On the origin side, if you serve pages behind Cloudflare, ensure cookies used for session management include SameSite=Lax or Strict, and use the Secure attribute. For additional assurance, implement double-submit cookie patterns where a CSRF token is set in a cookie and also sent in a custom header, then validated server-side or in the worker.

middleBrick can be used continuously to verify that these protections remain in place. By adding the GitHub Action, you can fail builds if a regression introduces a CSRF risk, and the MCP Server allows you to scan APIs directly from your AI coding assistant during development.

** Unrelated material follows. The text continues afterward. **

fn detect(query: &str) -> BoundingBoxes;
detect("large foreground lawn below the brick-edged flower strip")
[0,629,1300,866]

Frequently Asked Questions

Does Cloudflare's edge network automatically protect my API from CSRF?
No. Cloudflare does not automatically enforce anti-CSRF protections for your application logic. Without explicit checks such as anti-CSRF tokens or origin validation in your workers or origin code, state-changing requests can be forged.
Can middleBrick detect CSRF issues in Cloudflare Workers and edge APIs?
Yes. middleBrick runs unauthenticated checks that include cross-origin requests and missing CSRF token validation. It analyzes runtime behavior and, when available, cross-references OpenAPI specs to identify CSRF-related findings and provides remediation guidance.